ASP.Net website error logging in with AnomalyDetected


Our website has all off a sudden stopped being able to log in even though no changes has been updated to the project or auth0 settings.

Our project is an mvc and we use auth0 sdk in .net to do custom login. Our version of the .net is 4.6.2 and the auth sdk version is currently 4.2.0.

The code we used to log in a user is:

            var auth0 = new AuthenticationApiClient(new Uri("https://" + ConfigurationManager.AppSettings["auth0:Domain"]));
            var redirectUri = Request.Url.Scheme + "://" + Request.Url.Authority + "/signin-auth0";
            var response = await auth0.UsernamePasswordLoginAsync(new UsernamePasswordLoginRequest
                Username = model.Email.Trim().ToLower(),
                Tenant = ConfigurationManager.AppSettings["auth0:Domain"].Split('.')[0],
                ClientId = ConfigurationManager.AppSettings["auth0:ClientIdForApi"],
                Connection = ConfigurationManager.AppSettings["auth0:ClientDatabase"],
                ResponseType = "code",
                RedirectUri = redirectUri,                    
                Password = model.Password,
                Scope = "openid email"                    
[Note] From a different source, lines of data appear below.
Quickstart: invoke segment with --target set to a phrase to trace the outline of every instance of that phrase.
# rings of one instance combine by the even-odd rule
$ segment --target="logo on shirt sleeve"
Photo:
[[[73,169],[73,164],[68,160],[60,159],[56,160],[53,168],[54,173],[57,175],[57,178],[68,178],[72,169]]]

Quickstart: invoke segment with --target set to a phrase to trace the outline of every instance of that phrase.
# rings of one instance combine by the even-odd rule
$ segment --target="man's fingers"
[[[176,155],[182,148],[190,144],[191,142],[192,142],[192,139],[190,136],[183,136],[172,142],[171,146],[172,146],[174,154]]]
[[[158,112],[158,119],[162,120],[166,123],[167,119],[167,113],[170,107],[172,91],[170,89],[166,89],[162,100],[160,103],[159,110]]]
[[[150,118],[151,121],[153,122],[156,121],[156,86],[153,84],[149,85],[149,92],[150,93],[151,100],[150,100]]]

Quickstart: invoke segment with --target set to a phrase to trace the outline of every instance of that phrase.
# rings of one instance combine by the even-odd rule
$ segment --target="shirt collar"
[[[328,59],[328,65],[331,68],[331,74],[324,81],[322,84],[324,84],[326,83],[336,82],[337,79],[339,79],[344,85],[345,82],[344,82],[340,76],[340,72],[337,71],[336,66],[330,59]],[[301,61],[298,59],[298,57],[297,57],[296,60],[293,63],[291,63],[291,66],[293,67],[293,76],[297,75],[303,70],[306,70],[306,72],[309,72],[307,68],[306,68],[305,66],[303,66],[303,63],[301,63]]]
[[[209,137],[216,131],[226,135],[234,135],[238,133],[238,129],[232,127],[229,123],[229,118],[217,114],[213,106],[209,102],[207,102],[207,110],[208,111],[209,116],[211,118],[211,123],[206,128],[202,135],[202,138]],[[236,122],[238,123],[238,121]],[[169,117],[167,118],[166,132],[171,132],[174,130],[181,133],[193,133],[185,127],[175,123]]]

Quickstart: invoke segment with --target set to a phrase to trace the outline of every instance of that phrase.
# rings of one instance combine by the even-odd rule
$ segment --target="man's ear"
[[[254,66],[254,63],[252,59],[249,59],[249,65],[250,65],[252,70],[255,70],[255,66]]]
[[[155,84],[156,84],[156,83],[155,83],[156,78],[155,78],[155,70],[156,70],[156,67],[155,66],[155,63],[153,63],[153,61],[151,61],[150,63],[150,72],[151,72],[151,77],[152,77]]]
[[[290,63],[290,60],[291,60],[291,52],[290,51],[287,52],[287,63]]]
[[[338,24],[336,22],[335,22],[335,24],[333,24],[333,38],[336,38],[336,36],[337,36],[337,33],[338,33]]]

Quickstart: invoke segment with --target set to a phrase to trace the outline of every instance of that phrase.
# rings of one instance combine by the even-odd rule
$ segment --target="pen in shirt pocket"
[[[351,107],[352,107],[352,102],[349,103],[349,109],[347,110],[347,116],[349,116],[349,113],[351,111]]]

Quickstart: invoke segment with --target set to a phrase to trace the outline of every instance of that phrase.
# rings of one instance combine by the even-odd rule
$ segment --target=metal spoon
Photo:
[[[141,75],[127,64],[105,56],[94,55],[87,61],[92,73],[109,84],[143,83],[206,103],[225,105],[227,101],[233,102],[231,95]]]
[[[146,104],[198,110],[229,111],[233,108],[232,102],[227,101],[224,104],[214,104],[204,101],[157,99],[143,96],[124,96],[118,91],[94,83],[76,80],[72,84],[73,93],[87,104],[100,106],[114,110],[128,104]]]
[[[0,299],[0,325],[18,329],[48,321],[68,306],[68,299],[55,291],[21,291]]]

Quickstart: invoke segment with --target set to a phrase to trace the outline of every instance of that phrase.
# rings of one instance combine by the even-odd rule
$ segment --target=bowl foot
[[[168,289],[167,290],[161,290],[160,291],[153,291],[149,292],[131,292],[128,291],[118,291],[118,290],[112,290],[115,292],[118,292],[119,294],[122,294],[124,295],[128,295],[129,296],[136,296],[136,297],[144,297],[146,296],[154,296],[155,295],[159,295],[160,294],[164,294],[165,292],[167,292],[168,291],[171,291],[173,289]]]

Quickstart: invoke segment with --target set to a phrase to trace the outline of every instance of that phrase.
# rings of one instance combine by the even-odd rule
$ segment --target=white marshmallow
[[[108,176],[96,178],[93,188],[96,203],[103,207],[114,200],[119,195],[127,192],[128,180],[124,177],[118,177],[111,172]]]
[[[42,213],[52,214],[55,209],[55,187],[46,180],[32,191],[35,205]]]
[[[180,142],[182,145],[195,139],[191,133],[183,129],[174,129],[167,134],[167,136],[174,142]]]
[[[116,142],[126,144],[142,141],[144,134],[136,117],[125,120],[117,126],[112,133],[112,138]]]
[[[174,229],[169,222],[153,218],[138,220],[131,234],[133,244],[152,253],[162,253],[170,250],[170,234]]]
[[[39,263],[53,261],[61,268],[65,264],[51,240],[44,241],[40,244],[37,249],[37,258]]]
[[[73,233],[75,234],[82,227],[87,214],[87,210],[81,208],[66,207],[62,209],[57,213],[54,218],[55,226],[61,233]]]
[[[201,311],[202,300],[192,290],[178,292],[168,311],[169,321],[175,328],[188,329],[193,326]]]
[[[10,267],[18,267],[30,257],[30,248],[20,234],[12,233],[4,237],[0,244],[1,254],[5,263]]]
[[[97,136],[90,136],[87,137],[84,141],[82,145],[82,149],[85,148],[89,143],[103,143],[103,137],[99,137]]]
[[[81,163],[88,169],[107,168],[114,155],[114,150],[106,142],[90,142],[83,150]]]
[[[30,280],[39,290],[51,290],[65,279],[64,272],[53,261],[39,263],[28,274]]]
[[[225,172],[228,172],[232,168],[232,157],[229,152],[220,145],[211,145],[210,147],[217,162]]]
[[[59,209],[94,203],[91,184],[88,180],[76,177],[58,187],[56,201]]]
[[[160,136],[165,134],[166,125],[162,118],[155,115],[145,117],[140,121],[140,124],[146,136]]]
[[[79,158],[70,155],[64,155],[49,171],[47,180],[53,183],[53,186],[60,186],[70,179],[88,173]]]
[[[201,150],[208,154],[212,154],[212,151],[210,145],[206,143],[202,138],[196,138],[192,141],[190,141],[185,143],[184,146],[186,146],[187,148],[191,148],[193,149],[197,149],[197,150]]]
and all of a sudden today we are now getting an exception when auth0.UsernamePasswordLoginAsync is invoked with this error:

 Error: "AnomalyDetected",
 ErrorCode: "access_denied",
 Message: "Invalid state",
 StatusCode: 403

Any help would be appreciated.


Hi @ready1

UsernamePasswordLoginAsync uses the /usernamepassword/login endpoint. This endpoint was deprecated at the beginning of 2018, so that it can’t be used except in the hosted login page. It was marked as obsolete in the .Net SDK and later removed.

I’m surprised it worked so long for you, TBH. In any case, the recommended path for ASP.Net MVC (pre .Net Core) apps is to use the OWIN OpenIdConnect middleware (as exemplified in our OWIN quickstarts), which handles all the OIDC protocol for you. See for more details.